Don’t get discouraged. Very few people can remember more than an ad or two – and most can’t even do that -- from the newspaper they read in the morning or the news they just saw on TV or via the web.

It takes lots and lots and lots of “frequency” for ads to ‘stick’….for consumers even to recall they seen your ad. That’s why consumer product companies spend millions of dollars to establish a new brand. That’s why successful advertising almost has one key ingredient: it’s EXPENSIVE.

Now ask yourself this: when was the last time you bought a junior exploration stock?

If you haven’t done so since the Oct ’08 crash, consider yourself typical.

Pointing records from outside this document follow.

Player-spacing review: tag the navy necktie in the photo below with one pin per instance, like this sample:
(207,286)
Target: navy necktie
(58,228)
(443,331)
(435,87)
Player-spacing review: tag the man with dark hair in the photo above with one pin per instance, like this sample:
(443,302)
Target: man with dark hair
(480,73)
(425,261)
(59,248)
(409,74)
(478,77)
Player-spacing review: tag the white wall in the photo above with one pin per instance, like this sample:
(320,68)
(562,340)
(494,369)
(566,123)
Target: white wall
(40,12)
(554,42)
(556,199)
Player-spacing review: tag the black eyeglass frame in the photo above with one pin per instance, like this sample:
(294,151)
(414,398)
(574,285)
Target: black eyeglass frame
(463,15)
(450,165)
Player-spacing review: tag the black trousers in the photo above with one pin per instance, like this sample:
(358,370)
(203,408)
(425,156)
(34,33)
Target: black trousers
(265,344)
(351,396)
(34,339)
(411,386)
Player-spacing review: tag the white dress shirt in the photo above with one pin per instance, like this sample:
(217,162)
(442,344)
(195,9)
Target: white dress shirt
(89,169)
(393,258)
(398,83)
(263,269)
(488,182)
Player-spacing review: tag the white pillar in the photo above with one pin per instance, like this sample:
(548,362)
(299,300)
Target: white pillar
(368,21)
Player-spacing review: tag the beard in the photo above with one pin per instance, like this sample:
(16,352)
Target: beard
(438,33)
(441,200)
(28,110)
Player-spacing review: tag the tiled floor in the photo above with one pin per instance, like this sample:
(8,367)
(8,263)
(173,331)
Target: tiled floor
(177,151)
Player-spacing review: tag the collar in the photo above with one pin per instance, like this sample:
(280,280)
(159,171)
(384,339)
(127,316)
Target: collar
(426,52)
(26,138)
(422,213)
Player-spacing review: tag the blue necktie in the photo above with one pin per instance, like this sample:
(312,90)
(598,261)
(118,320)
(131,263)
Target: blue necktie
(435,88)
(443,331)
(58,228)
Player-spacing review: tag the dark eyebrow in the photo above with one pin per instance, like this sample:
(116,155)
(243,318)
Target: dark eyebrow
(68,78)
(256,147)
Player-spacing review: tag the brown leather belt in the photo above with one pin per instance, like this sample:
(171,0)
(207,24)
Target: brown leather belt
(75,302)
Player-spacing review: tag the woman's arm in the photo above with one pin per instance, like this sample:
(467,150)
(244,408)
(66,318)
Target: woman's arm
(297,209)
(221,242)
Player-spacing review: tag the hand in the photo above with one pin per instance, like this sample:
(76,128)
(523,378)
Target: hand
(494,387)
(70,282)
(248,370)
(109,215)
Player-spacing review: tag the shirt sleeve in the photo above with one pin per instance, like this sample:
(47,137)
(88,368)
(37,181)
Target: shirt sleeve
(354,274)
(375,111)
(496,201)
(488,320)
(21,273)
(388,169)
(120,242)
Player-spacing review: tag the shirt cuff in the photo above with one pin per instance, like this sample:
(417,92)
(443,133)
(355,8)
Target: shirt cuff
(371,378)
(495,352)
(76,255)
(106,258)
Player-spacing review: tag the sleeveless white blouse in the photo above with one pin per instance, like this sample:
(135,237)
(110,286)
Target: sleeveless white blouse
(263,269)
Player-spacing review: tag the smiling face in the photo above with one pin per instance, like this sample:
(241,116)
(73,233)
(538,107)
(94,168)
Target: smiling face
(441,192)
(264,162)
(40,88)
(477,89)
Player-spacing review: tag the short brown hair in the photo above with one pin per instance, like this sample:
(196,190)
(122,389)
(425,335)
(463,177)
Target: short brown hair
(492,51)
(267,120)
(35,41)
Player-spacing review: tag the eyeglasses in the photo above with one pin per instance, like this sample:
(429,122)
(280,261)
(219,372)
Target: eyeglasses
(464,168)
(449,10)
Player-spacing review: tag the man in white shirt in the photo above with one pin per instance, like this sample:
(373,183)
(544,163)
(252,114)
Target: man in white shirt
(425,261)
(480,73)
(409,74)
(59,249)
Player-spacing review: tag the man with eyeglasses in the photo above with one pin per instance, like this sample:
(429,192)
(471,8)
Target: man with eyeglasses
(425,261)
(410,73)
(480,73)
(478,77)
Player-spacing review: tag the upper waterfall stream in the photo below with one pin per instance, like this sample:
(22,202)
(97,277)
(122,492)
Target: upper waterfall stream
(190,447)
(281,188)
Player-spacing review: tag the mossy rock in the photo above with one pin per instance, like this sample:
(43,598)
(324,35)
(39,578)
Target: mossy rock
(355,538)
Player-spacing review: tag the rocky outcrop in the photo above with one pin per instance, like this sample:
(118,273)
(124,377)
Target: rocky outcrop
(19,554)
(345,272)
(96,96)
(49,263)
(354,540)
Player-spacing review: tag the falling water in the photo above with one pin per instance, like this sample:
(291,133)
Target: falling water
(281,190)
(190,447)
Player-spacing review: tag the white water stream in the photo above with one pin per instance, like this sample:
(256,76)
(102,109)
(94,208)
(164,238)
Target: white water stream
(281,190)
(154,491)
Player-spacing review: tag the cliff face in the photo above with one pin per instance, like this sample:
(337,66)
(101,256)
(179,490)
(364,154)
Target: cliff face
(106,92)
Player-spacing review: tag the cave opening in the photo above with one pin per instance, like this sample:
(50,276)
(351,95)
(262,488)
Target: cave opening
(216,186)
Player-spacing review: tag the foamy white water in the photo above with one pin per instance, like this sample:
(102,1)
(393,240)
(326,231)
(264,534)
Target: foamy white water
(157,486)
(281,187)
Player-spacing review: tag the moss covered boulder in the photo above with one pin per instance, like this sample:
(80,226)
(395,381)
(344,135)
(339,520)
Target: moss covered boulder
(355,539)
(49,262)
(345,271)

The gold market may be heating up, but there’s still a ton of fear out there. If retail investors are attracted to gold, it will be probably for physical bullion or a “producing” gold mining company…and that usually spells a ‘major.’

So I share Peter’s concern about spending “cash” on pure adverting right now.

And while I don’t know Grandich’s or Fulp’s rates, this approach might be a way to go because, in addition to MNR featuring the downloadable reports on their website, the authors will send out their coverage to their “opt-in” database of free subscribers.

That’s important because these databases are filled with consumers predisposed to taking the high level of risk in a junior –non-producing – exploration junior. Or, in other words, it’s the right target demographic.

And if I did have an ad on Kitco or similar natural resource target site, it helps to have what are seen as "non-company opinions" on MNR's website once I get there. Besides, you have to read the fine type to know these are 'paid for' reports.

That’s assuming the updated 43-101 resource numbers will be sufficiently positive to warrant paying for such a report.

Buying a junior mining company is hardly the same decision process as purchasing a bar of soap.

The “analysis” in such reports may get MNR on the radar screen of buyers predisposed of buying risky juniors…when the market starts to recover.